Este ano, por conta dos vetos às isenções de folha de pagamento junto à Previdência em municípios de pequeno porte, Lula enfrentou um público ainda mais difícil, embora seja um craque em reuniões desse tipo. Ele sabe lidar com vaias e administrar ambientes adversos para sair vitorioso, graças à experiência dos turbulentos tempos sindicais. Ele não foi à reunião de mãos vazias. Além de trazer ministros diretamente envolvidos com assuntos municipais, anunciou a renegociação das dívidas previdenciárias da prefeitura e pediu que as eleições municipais deste ano não causem perda de civilidade entre os adversários.
Entidade federada
Anteriormente, a legislação exigia que as prefeituras cobrassem 20% do salário dos funcionários. No ano passado, os parlamentares aprovaram a redução para 8%, para cidades com até 156 mil habitantes, o que virou lei. Isso vale a pena. O presidente da CNM, Paulo Ziulkoski, durante o evento, elevou ainda mais a fasquia: defendeu a redução da alíquota previdenciária sobre os salários dos funcionários para todas as prefeituras. Ele lembrou que os clubes de futebol e as igrejas têm tributação menor: “Por que nós, que prestamos serviços à sociedade, temos que pagar 22%?”

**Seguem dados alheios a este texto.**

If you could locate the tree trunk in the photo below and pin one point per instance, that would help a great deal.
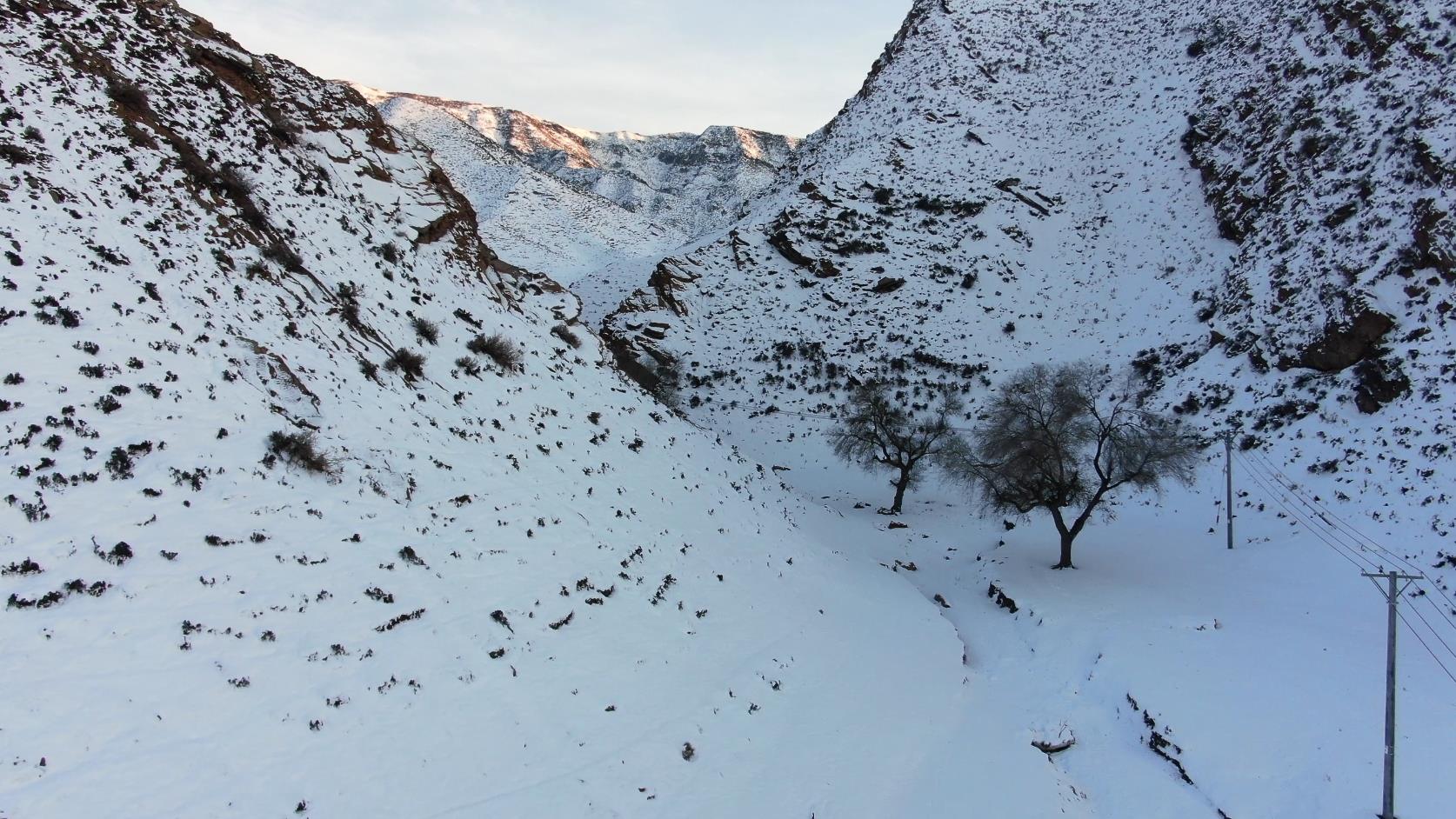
(1067, 536)
(900, 492)
(1066, 551)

O pano de fundo do litígio são as dívidas das prefeituras por conta da pandemia. O presidente da Câmara, Arthur Lira, defendeu um “consenso” entre governo federal e gestores, em que as prefeituras ganhariam impulso para se recuperar e o governo federal faria “o ajuste fiscal indispensável”. Diante do risco de agravamento das divergências, Ziulkoski destacou que o evento reúne prefeitos de todos os espectros políticos e que o objetivo da marcha é promover as relações entre os entes federativos.
Desde a Constituição de 1988, os municípios são entes federados, que possuem autonomia e podem interagir diretamente entre si, formando consórcios, e estabelecendo vínculos diretos com o governo federal, sem a mediação de governadores, o que não acontecia antes, quando tudo acabou . pelos governos estaduais.
Em algumas áreas, desempenham papel fundamental, com recursos concedidos pelo governo federal, como Educação (ensino infantil e fundamental) e Saúde (o Samu atende 101 milhões de brasileiros, e o programa Saúde da Família, 90 milhões). Os municípios são proprietários dos sistemas de saneamento e iluminação pública. Como estamos vendo agora em São Paulo, a privatização da Sabesp, por exemplo, precisa da aprovação dos municípios para ser realizada em nível local pelo governo paulista.